A11yn optimizes a code generating language model to natively generate accessible HTML code through a post-training alignment process. Instead of relying on hand-crafted prompts or iterative fixes, A11yn directly incorporates accessibility as a learnable objective by leveraging reinforcement learning. The model is trained to generate compliant UI code using a custom reward signal based on WCAG violation severity implemented in `src/accessibility_reward.py`, and fine-tuned using Group-Relative Policy Optimization (GRPO) (`GRPOTrainer`), which provides stable, critic-free policy updates.

### Accessibility Reward

Implemented in `src/accessibility_reward.py`, the reward function runs as follows:

#### Reward Computation

- Axe-core accessibility testing file `axe.min.js` is injected into a Chromium headless browser using Playwright (browser testing tool).
- WCAG (Web Contents Accessibility Guidlines) violations are detected and grouped by severity.
- Penalty is computed based on the number and impact of violations.
```bash
impact_weights = {
    'minor':    0.1,
    'moderate': 0.2,
    'serious':  0.3,
    'critical': 0.4
}
```
- Final Reward is computed
```bash
penalty = sum(severity_weight * #violations)
reward = max(0.0, 2.0 - penalty)
```

## Dataset

- `uireq6800.json` in `data/UIReq6.8K` is the 6800 query set used for training.

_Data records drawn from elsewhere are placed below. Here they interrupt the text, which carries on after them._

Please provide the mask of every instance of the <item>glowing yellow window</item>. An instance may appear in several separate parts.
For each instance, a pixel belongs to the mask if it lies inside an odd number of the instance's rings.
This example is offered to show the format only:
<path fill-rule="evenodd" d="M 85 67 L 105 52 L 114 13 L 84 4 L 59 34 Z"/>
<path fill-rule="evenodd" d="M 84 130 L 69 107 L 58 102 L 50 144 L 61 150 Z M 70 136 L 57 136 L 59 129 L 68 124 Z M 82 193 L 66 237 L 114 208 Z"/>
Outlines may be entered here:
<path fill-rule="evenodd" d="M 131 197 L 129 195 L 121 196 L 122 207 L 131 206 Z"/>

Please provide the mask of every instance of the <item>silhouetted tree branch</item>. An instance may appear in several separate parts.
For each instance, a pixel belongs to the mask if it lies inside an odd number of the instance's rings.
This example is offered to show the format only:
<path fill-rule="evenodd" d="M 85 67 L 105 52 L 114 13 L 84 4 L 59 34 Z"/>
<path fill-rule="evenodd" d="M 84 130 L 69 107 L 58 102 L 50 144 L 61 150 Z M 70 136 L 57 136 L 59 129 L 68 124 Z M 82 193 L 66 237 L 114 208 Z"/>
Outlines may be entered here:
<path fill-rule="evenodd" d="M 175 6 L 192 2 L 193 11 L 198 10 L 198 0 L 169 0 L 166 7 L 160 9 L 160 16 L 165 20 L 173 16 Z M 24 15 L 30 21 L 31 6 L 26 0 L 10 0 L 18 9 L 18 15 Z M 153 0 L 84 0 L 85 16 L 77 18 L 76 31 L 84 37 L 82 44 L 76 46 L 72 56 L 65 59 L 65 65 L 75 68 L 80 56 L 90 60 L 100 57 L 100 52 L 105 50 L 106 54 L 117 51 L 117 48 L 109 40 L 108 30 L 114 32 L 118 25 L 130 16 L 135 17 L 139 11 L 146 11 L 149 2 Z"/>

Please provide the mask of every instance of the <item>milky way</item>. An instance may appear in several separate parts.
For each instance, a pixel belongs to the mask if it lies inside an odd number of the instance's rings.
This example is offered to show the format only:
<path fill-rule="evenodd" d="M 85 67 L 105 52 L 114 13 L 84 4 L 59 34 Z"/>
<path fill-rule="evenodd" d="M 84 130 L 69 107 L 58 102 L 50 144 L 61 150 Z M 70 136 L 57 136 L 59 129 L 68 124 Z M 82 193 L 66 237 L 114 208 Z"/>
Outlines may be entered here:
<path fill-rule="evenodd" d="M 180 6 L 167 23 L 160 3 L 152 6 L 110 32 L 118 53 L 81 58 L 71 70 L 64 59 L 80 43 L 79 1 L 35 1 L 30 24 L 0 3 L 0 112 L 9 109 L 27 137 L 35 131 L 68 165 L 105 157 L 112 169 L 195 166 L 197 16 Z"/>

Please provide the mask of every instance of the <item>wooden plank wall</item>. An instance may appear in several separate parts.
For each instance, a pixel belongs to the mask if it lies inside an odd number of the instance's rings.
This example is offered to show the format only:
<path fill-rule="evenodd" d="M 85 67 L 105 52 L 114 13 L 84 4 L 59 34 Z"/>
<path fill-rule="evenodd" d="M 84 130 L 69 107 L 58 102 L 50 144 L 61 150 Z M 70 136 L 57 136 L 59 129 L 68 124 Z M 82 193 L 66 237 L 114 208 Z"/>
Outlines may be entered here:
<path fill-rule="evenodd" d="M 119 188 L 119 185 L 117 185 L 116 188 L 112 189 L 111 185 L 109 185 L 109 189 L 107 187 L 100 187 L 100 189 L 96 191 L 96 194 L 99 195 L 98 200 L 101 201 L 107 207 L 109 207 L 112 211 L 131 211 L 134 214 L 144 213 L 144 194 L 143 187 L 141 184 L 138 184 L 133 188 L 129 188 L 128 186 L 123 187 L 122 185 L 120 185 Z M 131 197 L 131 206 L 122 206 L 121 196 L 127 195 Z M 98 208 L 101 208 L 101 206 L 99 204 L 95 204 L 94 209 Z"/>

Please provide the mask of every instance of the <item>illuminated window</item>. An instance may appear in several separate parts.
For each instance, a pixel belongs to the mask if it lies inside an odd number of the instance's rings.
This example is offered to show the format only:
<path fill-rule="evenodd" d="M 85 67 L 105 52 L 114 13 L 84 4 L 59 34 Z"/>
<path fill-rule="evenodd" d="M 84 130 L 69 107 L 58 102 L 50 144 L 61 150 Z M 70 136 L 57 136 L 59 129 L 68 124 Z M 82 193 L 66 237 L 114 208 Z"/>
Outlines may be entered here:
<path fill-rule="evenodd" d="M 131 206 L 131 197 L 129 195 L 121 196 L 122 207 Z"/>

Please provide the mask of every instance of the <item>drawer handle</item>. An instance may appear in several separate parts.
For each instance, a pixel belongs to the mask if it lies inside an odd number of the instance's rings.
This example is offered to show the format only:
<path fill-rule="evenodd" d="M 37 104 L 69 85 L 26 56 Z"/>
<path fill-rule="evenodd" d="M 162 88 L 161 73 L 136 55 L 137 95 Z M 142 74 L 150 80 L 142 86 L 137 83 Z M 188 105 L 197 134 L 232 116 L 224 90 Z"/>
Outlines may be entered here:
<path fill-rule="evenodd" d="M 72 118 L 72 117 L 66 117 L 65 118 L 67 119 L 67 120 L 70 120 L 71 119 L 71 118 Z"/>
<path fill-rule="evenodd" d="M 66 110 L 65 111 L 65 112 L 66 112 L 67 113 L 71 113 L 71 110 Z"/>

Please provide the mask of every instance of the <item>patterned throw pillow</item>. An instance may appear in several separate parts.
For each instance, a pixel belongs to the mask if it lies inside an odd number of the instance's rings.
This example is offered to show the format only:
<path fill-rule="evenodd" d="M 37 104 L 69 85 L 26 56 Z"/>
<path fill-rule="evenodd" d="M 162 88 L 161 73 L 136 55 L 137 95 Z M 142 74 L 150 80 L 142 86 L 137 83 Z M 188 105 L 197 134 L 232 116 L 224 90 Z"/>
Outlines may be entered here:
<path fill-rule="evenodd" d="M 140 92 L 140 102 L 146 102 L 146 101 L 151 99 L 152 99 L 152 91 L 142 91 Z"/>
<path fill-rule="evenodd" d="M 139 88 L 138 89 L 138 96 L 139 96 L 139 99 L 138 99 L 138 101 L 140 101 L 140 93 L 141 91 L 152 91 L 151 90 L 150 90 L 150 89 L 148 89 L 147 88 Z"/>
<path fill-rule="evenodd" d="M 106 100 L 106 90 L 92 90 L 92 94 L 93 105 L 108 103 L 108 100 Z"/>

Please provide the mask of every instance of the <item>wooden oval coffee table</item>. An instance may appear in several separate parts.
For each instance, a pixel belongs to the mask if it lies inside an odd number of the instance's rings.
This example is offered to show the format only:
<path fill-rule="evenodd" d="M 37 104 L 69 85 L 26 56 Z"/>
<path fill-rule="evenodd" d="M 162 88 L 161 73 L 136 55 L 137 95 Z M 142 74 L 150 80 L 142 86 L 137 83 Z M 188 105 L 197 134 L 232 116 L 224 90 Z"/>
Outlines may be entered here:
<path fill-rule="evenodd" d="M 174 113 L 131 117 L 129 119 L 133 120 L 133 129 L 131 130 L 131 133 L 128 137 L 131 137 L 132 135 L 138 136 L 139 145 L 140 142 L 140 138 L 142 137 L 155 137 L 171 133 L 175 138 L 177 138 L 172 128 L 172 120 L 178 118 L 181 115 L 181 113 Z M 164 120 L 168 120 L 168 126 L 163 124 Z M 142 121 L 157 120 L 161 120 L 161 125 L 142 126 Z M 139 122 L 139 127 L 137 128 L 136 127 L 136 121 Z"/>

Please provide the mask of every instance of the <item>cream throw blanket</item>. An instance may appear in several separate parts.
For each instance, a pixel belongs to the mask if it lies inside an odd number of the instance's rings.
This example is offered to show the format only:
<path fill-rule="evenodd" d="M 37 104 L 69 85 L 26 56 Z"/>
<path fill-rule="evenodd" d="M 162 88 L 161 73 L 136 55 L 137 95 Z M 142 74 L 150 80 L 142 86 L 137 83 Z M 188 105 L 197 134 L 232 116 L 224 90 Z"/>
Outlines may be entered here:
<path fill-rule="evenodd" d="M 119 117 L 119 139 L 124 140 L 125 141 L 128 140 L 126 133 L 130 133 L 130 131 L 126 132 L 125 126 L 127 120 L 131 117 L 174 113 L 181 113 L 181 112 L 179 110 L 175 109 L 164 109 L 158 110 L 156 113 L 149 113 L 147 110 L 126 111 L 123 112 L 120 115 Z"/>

- `realuirequest300.json` in `data/RealUIReq300` directory has the evaluation query sets, which are grounded from 300 real-world web UI use cases.

## Monitoring

The project integrates with Weights & Biases (wandb) for experiment tracking:
- Metrics like Reward, KL, and Loss
- Generated completions logging

## Requirements

- Python 3.10.16 (or compatible version)
- CUDA-compatible GPU for training
- Node.js (for axe-core)
- Sufficient memory for 7B parameter model

## Acknowledgments

- Built on Hugging Face Transformers and `GRPOTrainer` in TRL
- Uses Qwen2.5-Coder-7B-Instruct as base model
- Accessibility testing powered by axe-core
- Training acceleration via DeepSpeed
- The License of axe-core engine is available in `axe.min.js` file.